# Sleep and Aging Across the Globe

**Authors:** Tuo Yu Chen, Soomi Lee, Orfeu Buxton

PMC · DOI: 10.1093/geroni/igaf122.767 · Innovation in Aging · 2025-12-31

## TL;DR

This paper explores how sleep affects aging and health across different countries, emphasizing the need for global research and standardized methods.

## Contribution

The paper introduces a symposium with diverse studies on sleep and aging, highlighting cross-cultural insights and methodological innovations.

## Key findings

- Sleep and nap duration are linked to life expectancy and cardiovascular health in Singaporean older adults.
- Work and family spillover affects sleep quality in midlife adults differently in the US and Japan.
- Lifestyle factors influence sleep health among Japanese adults aged 40 and older.

## Abstract

The increasing prevalence of poor sleep worldwide is a growing concern, given its detrimental effects on physical health, mental health, longevity, and overall quality of life. The relationship between sleep, aging, and health varies across different countries and cultures, highlighting the need to explore sleep in diverse contexts and establish standardized assessment methods. This symposium brings together four presentations that delve into sleep and aging among various populations, focusing on its implications for life and health expectancy, sociobehavioral and lifestyle risk factors, and methodological advancements in sleep research. The first study investigates the associations between sleep and nap duration with total life expectancy and cardiovascular disease-free life expectancy in older adults in Singapore, shedding light on sleep’s role in promoting healthy aging. The second study examines how work and family spillover—the interplay between two central social roles—relates to sleep quality over time among midlife adults in the US and Japan, highlighting cultural similarities and differences in occupational stress and sleep disruption. The third study explores lifestyle factors related to multidimensional sleep health among Japanese adults aged 40 years and older, as well as age-related variations in these associations.

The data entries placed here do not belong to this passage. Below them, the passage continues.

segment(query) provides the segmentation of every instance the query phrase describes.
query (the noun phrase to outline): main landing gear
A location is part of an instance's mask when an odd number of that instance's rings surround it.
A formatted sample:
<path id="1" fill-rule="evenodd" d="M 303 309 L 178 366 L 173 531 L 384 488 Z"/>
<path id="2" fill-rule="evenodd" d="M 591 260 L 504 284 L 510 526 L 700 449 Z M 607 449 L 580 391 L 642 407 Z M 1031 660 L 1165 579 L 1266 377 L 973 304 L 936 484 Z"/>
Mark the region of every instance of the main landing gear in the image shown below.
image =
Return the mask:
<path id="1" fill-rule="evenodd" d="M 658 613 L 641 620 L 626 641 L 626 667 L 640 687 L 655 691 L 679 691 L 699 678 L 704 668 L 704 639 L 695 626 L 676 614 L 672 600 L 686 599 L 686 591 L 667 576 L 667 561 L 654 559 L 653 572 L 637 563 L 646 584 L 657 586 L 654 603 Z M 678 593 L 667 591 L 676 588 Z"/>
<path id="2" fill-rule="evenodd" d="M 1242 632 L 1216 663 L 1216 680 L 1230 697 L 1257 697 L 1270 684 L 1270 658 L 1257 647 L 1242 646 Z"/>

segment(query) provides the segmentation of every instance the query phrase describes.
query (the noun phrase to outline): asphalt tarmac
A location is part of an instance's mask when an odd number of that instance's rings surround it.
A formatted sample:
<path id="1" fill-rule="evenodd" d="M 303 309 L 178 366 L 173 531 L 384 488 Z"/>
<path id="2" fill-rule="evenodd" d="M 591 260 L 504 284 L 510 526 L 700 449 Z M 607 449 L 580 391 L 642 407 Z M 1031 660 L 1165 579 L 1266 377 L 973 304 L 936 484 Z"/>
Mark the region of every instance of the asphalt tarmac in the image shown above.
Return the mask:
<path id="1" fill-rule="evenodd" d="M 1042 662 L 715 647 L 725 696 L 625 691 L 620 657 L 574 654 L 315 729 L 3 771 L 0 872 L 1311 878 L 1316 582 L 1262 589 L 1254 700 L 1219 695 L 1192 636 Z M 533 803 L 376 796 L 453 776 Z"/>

The last study focuses on innovative methodologies for assessing multidimensional sleep health, leveraging data from older cohorts in the US and the Netherlands. Finally, Dr. Orfeu Buxton will lead a discussion on the key findings from these various countries and methodological approaches, fostering a deeper understanding of sleep health’s role in aging and identifying future directions for global sleep research.